Stem cells and self-driving cars: Why we look stupid predicting the technology of the future

We’ve all seen technology proceed like greased lightning.

In my lifetime, we’ve gone from typewriters to internet-enabled laptops. We’ve seen smartphones go berserk and enormous progress in survival rates for cancer. These fields have transformed. It is tempting to predict more exponential change in the field you’re most excited by.

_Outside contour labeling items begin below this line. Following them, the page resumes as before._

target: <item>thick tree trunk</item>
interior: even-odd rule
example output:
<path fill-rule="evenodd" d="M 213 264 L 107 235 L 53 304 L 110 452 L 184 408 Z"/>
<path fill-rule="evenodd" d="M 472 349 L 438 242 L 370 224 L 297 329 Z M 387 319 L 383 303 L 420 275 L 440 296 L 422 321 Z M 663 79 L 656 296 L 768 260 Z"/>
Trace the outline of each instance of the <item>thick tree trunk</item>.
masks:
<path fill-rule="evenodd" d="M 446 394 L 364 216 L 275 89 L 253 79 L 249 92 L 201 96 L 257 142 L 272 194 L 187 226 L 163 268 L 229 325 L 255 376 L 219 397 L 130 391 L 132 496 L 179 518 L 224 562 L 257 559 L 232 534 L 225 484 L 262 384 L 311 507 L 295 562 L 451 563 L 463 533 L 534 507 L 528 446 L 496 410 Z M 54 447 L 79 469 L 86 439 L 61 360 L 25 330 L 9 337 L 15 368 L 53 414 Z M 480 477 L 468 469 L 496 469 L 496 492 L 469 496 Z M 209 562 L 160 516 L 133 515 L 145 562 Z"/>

For example, last night I watched a couple of documentaries on stem cell research that were mind-blowingly exciting (12). Want to see a paraplegic stand? Click on that first link.

But caution is needed.

The fields in which we see progress are affected by survival bias. We don’t see the frustrated scientists trying and failing to revolutionise other fields. Look around you and much is as it was 100 years ago. I’m sitting at a wooden chair at a wooden table, wearing woolen socks and leather shoes. The alphabet is the same as it was, and so is my keyboard layout. There’s a clock on the wall telling me the time with two rotating hands. I just got over a common cold. I’m eating brown rice and snowpeas. It could be 1850 – if not for the macbook.

So not everything is on the brink of revolution. Which is why I have to pull back on my former enthusiasm for autonomous cars.  I admit I was focused on the potential upsides – in traffic, in accidents, in parking, and on the successes Google has had with its autonomous car program. Google is backing the project, appointing the old head of Ford. But even Google fails sometimes, as with Google Wave.

“The benefits are so great that we will force ourselves to accept them, even with a few risks,” I told myself.

ship painting

But then I started thinking about the development path, and I became significantly cooler on the chances of success.

Autonomous cars will only break through once they are trusted.

TRUST

Humans set a very high bar for risk in situations where they perceive they are not in control. (This is why people object to tiny risks of living downwind of a polluter and won’t let their kids walk to school, but still eat chips and drive fast.)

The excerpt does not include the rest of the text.